Первый приступ торжковцы отбили. Повторного приступа не состоялось. Осажденные увидели со сторожевых башен суету в польском войске. Польские хоругви торопливо выстраивались в боевой порядок спиной к городским стенам.

На дороге, что вела с Верхнего Волока облаком встала пыль. Торжковцы догадались, что к ним идет на подмогу Скопин.

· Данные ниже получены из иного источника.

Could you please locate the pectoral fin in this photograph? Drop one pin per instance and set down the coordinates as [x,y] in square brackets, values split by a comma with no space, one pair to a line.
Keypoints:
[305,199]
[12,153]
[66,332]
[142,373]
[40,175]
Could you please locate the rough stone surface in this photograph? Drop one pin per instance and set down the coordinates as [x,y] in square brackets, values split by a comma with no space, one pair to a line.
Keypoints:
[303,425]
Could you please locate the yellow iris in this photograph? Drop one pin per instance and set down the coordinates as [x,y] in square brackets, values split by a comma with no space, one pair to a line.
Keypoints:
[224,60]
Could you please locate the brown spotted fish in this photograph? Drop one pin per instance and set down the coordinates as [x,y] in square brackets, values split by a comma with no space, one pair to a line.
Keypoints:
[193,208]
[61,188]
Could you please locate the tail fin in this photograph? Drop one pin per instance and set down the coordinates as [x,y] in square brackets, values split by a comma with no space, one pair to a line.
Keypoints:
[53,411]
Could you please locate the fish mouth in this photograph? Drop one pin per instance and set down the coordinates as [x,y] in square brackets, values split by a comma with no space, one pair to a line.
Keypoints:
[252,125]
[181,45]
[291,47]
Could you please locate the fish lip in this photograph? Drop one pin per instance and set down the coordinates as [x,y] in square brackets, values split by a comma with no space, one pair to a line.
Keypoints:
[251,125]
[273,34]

Зборовский спешил воспользоваться тем, что его войско было построено, а противник на марше. В польском войске протрубили атаку. Но едва разнесся рев труб, на ходу, без суматохи, как бы при разводе на плацу, шведские роты построились в боевой порядок. Пешие встали за конницей в четыре линии, оперев мушкеты на треножники.

Конные полки сходились на рысях. Сходились лицом к лицу тяжеловооруженные шведы и польские уланы. Зборовский придержал гусар, в том и ошибся. Шведы встретили улан залпом из пистолей. Уланы напоролись на длинные копья, строй их был разорван. Шведы пустили в ход длинные тяжелые рапиры.

Шаховской, спасая уланские хоругви, послал своих конных. Но куда его гультящим деваться в бою со шведами. Их тут же опрокинули и все польское воинство побежало прочь.

Шаховской и Зборовский уходили стремя к стремени. Ни взлеты его крамолы, ни ее падения, ни монастырское заточение не лишили Шаховского способности мгновенной оценки событий. Он помалкивал, а мог бы подсказать Зборовскому, что здесь, под Торжком переменилось польское военное счастье, что польским находникам уже нечего искать на русской земле. Он еще не знал, что очередной приступ Сапеги отбит под Троицей, но мог бы объяснить полякам, что оборона  Сергиевой обители подняла русских на защиту своей земли, что отныне тушинский Дмитрий  сможет продержаться только русскими руками, а поляки стали для него гибельной помехой.

Ничего объяснять Зборовскому князь Григорий не захотел. Не настал еще час порывать с поляками, но не отказал себе в удовльствии унизить польского пана.

— Не доводилось мне встречаться со шведами. Для них бой, что перестроение на плацу. Вот они — истинные воители!

Зборовский нашел оправдание.

— Узкое место. Негде было развернуть хоругви.

— Тесно нам, тесно и им. Они в бою, как одна рука.

— Одну руку легче рубить, — не сдавался Зборовский.

Пришли в Тверь. Зборовский тут же попытался отрубить шведскую руку. Он послал письмо Делагарди, дабы отговорить его от союза с царем Шуйским. Он писал: «Вероломные, изгнавшие царя Дмитрия из Москвы, обманули вас. Мы не страшимся оружия вашего, но по любви Христианской советую вам, как нашим единоверцам, действовать с нами для возведения Дмитрия на его отеческий престол. В противном случае Бог да судит вас, да покорит под ноги нам: ибо мы не повинные в пролитии крови и жаждем вашей».